Now, I’m not saying that this is how all this will play out, but rather, I’m saying that it “might could be” (to borrow a phrase). It waits to be seen, but certainly, it is within the realm of possibilities.
We could try looking, as Cathie Wood has, at what happened with the use and cost of whale oil in the second half of the 19th century. We could try learning from what happened then and see what history suggests. However, I do not think the parallels in the situations are close enough to draw meaningful conclusions. I do not see the petroleum industry entirely evaporating, rather only drastically reducing.
The one wild card in this scenario is developing countries. Could growing profits from the developing world keep oil companies happily afloat and keep the status quo going? Will developing countries have to go through an oil-burning phase before turning to green alternatives? We would hope that those countries can leapfrog ahead, join the modern world and skip the dirty years. Otherwise, the planet could be facing a long and dirty road ahead.
What do you think? Will petrol prices continue to rise over the long haul?
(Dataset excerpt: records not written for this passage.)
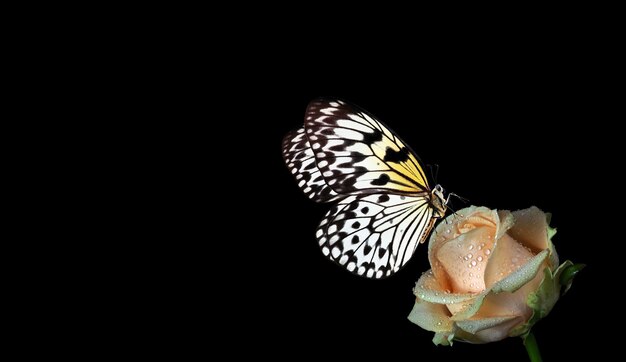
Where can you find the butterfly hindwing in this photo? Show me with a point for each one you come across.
(356, 153)
(375, 235)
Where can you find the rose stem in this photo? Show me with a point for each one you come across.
(531, 347)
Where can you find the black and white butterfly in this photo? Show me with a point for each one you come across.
(384, 206)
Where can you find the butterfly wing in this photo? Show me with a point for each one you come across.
(384, 209)
(356, 153)
(375, 235)
(300, 160)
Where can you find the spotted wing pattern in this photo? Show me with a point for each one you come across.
(299, 158)
(356, 153)
(375, 235)
(384, 205)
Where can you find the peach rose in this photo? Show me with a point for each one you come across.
(494, 274)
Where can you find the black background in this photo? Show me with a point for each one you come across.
(502, 141)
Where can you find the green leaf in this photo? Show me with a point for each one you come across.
(567, 275)
(443, 339)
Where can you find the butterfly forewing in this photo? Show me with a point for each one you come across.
(384, 207)
(357, 154)
(299, 158)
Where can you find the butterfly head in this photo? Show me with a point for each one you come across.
(438, 202)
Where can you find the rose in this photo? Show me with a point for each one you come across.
(494, 274)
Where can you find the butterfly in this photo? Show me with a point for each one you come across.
(383, 206)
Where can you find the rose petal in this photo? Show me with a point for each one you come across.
(443, 338)
(451, 228)
(511, 283)
(429, 289)
(431, 316)
(507, 256)
(476, 325)
(506, 222)
(496, 333)
(522, 275)
(531, 229)
(464, 260)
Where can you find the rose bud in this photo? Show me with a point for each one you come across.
(494, 274)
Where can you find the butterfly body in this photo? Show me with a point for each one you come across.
(384, 206)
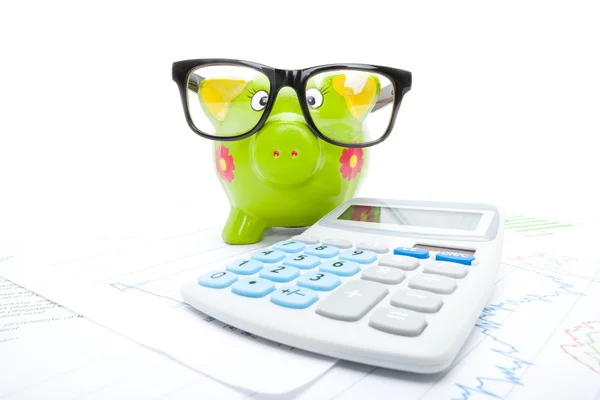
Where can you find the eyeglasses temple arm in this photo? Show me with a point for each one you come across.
(385, 97)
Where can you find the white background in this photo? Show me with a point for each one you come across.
(504, 107)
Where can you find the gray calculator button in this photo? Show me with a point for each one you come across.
(450, 269)
(398, 321)
(417, 301)
(383, 274)
(376, 248)
(352, 301)
(403, 262)
(339, 243)
(305, 239)
(433, 283)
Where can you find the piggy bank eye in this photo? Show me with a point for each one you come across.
(314, 98)
(259, 100)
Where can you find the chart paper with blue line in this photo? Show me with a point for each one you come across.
(538, 337)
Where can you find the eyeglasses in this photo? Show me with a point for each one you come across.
(350, 105)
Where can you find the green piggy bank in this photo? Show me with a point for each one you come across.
(284, 175)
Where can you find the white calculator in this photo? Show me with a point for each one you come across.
(390, 283)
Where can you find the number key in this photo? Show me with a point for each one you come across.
(319, 281)
(341, 267)
(302, 261)
(218, 279)
(289, 246)
(279, 273)
(253, 287)
(359, 256)
(268, 256)
(244, 266)
(322, 251)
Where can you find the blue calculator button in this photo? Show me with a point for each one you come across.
(279, 273)
(322, 251)
(253, 287)
(341, 267)
(217, 279)
(411, 252)
(452, 256)
(302, 261)
(319, 281)
(359, 256)
(289, 246)
(268, 255)
(244, 266)
(294, 297)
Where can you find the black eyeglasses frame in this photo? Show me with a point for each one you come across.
(297, 80)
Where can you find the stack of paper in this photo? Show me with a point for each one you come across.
(537, 338)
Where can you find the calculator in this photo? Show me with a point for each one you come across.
(397, 284)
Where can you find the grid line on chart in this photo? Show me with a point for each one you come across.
(553, 332)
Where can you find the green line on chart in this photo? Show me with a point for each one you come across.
(544, 227)
(533, 223)
(521, 219)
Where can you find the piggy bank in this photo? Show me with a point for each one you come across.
(302, 152)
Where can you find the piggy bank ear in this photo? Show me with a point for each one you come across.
(359, 91)
(216, 95)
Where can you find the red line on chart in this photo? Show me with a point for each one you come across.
(586, 344)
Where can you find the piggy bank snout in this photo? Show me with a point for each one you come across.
(286, 153)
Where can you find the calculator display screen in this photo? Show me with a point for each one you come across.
(467, 221)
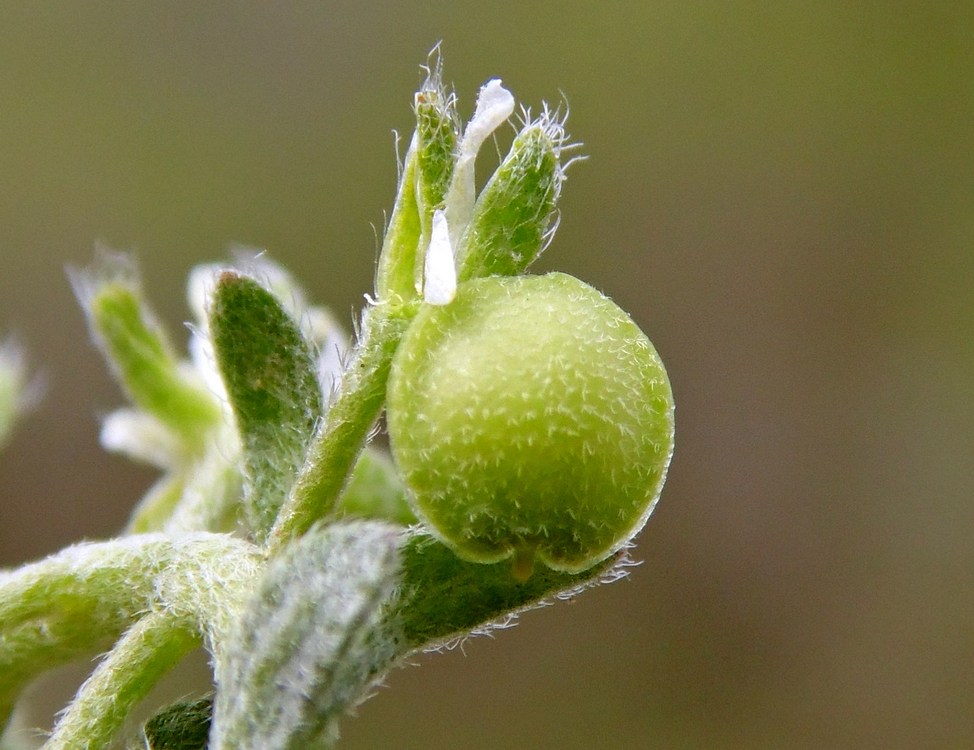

Will market forces push EV adoption to unprecedented acceleration beyond what we can imagine today?
1. An important factor in this transition is the fact that demand will draw down slowly, over time. It will be unlike 2019 and 2020 when travel fell off a cliff and so oil prices fell substantially. A one percent drop in demand in a single year is not enough by itself to glut the supply. However, the cumulative effect of small multi-year-after-year drops in demand will push suppliers to take some sort of action.